Wendell Berry names this vision with clarity:
“If we were sincerely looking for a place of safety… we would begin to turn to our communities—not only human neighbors but the water, earth, and air… all the creatures with whom our local life is shared.” -Wendell Berry, The Art of the Commonplace
This reframes exile entirely. Being a minority is not a liability, it is a missional calling, one which the Christian church has picked up as its identity across history and the globe. Christians are to see themselves as exiles, and as such, see themselves as those who seek the flourishing of the place they reside, not as a means to an end, but as the expression of the coming Kingdom in the midst of the human cultural project.
This helps to sharpen our missional questions in the West:
- What would flourishing look like for the people around you, not just spiritually, but holistically?
- How do your skills, vocation, and influence contribute to the common good?
- Where is your workplace, city, or industry broken, and how might God be inviting you to participate in its healing?
Exiles do not withdraw from responsibility. They lean into it and seek flourishing precisely there.
3. Anchor Yourself in Hope: Remember Where Home Is
Finally, by the end of this passage, Jeremiah refuses to let the exiles forget something crucial: they are not meant to lose themselves in Babylon. God promises that exile is not the end of the story:
“For surely I know the plans I have for you, says the Lord, plans for your welfare and not for harm, to give you a future with hope.” -Jer. 29:11 NRSV
God’s followers are certainly people who settle in fully to the place they reside, but they never forget where home ultimately is.
The New Testament uses a helpful metaphor to describe this tension: ambassadors. An ambassador learns the language, customs, and relationships of the place they inhabit, but they are always shaped by the priorities of another kingdom. Early Christians understood this missional approach deeply. The second-century Epistle to Diognetus describes them this way:
“They dwell in their own countries, but simply as sojourners… they obey the laws, and yet surpass the laws by their lives… they are poor, yet make many rich.”
Christians live deeply in the places they reside, but they do so differently. Not louder, not more powerful, but distinctly, winsomely, and invitationally.
Which leaves some final missional questions:
- What priorities shape your life more: the Kingdom of God or the kingdom you live in?
- Where are you tempted to blend in rather than bear witness?
- What would it look like to live visibly hopeful, without nostalgia, fear, or resentment?

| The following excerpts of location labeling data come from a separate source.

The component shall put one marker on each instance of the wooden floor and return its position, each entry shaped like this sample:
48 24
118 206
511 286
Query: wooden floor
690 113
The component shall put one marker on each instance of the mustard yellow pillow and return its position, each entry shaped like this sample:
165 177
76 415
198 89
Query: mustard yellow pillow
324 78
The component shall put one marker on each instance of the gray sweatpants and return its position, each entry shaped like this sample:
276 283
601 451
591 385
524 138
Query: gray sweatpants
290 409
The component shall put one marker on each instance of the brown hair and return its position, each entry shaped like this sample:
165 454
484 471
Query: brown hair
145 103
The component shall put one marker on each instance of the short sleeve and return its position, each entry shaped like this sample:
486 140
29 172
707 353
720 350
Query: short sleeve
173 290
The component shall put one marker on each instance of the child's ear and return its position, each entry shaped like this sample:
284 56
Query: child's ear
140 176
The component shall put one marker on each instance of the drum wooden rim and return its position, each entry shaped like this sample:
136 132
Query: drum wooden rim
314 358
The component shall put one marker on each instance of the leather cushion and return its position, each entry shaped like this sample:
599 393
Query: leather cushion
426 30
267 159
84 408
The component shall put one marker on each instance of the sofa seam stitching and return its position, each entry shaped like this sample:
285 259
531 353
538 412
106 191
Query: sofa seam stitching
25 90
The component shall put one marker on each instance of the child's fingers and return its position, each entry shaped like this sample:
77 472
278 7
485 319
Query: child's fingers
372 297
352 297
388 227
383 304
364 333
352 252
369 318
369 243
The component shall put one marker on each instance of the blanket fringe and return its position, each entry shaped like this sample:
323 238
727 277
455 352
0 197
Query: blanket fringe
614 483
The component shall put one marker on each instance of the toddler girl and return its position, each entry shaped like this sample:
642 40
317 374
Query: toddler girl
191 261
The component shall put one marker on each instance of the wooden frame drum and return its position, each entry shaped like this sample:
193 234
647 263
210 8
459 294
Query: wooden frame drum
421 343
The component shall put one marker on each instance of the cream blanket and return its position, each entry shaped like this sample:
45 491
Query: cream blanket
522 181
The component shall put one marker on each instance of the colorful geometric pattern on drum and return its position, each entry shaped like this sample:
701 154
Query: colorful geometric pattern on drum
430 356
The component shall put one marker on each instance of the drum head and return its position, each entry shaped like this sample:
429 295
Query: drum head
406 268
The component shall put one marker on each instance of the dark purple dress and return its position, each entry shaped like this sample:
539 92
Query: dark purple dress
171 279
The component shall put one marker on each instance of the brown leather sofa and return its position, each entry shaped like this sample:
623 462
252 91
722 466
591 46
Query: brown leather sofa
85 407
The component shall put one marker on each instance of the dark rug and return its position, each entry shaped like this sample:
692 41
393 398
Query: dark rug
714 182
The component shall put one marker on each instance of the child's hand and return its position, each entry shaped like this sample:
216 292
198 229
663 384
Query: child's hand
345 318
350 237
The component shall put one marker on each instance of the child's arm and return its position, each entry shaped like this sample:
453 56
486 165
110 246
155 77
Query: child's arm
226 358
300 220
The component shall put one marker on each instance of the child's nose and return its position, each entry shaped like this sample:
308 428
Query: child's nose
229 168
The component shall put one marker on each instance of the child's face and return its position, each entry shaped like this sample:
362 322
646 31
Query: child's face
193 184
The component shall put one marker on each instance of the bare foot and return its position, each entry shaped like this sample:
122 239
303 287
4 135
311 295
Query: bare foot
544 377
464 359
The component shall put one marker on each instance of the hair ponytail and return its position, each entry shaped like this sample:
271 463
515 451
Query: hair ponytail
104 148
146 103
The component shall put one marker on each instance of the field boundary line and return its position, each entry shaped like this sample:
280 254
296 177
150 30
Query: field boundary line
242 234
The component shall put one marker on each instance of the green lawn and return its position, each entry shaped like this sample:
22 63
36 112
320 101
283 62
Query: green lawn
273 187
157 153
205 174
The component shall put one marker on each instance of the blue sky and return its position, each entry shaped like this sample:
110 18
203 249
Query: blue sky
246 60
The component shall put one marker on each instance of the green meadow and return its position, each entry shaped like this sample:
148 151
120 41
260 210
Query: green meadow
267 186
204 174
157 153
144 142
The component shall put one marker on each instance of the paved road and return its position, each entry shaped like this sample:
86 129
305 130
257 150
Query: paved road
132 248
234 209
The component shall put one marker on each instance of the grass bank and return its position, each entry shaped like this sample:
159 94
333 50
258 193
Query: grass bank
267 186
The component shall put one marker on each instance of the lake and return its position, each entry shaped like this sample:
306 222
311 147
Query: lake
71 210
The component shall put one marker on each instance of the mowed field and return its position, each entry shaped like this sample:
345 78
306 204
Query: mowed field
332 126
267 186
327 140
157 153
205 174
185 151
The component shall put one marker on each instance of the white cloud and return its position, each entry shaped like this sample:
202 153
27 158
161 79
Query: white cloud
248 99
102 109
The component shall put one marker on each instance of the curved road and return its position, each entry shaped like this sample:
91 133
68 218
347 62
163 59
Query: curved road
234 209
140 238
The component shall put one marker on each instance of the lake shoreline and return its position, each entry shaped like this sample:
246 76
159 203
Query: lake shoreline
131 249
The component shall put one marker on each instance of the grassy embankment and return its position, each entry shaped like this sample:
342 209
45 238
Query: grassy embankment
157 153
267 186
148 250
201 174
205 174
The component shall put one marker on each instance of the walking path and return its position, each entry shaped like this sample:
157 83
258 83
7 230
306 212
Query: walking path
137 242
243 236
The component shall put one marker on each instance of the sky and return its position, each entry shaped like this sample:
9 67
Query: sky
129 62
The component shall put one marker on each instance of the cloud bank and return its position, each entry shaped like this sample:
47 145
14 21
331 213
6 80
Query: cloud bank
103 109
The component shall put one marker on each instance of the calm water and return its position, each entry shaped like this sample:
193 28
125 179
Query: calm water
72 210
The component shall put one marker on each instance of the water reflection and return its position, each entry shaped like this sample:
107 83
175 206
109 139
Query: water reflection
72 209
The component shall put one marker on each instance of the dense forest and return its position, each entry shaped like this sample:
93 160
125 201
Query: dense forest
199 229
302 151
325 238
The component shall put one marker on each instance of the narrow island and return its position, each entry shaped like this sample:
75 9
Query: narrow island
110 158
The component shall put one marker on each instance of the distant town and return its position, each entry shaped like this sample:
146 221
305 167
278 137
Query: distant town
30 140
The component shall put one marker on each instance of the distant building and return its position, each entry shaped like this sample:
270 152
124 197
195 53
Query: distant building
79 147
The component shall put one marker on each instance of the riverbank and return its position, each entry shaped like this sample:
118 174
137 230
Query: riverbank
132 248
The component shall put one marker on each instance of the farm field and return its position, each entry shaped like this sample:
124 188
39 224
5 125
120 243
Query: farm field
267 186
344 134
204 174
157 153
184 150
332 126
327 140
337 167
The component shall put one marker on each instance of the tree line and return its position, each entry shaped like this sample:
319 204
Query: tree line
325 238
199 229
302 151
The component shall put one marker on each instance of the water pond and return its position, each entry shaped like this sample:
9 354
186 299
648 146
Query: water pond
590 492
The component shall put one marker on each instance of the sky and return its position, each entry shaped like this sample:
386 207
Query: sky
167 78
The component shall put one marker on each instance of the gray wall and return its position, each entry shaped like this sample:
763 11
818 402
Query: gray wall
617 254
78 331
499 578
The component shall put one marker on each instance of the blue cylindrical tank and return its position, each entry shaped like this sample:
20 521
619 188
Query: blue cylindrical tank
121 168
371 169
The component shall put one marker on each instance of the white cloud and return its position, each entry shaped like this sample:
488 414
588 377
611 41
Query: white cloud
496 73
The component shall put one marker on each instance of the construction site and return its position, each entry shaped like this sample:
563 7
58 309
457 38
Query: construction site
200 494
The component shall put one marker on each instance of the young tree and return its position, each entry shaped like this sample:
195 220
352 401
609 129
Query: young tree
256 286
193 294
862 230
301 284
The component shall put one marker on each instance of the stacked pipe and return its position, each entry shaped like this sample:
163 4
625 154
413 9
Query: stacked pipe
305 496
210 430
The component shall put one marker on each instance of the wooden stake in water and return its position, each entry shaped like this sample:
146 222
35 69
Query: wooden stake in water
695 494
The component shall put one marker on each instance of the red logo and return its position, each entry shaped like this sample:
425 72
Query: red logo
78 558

Living Faithfully Where You Already Are
During the experience of exile, God doesn’t give the exiles a strategy for regaining power through Jeremiah. He gives them a vision for faithful presence in exile.
Settle in.
Seek the flourishing of the city.
Signify hope.
Three distinctives that the American and Western church are in desperate need of embodying in our cultural moment. Exile is not a failure, not is it a time to disengage or dominate. It is a time to press in, for it is precisely where God’s work is often most fruitful and effective.
May we in the West learn from our global brothers and sisters connected to Mission ONE, who powerfully embody this exilic missional spirit. May we become faithful in our own exile.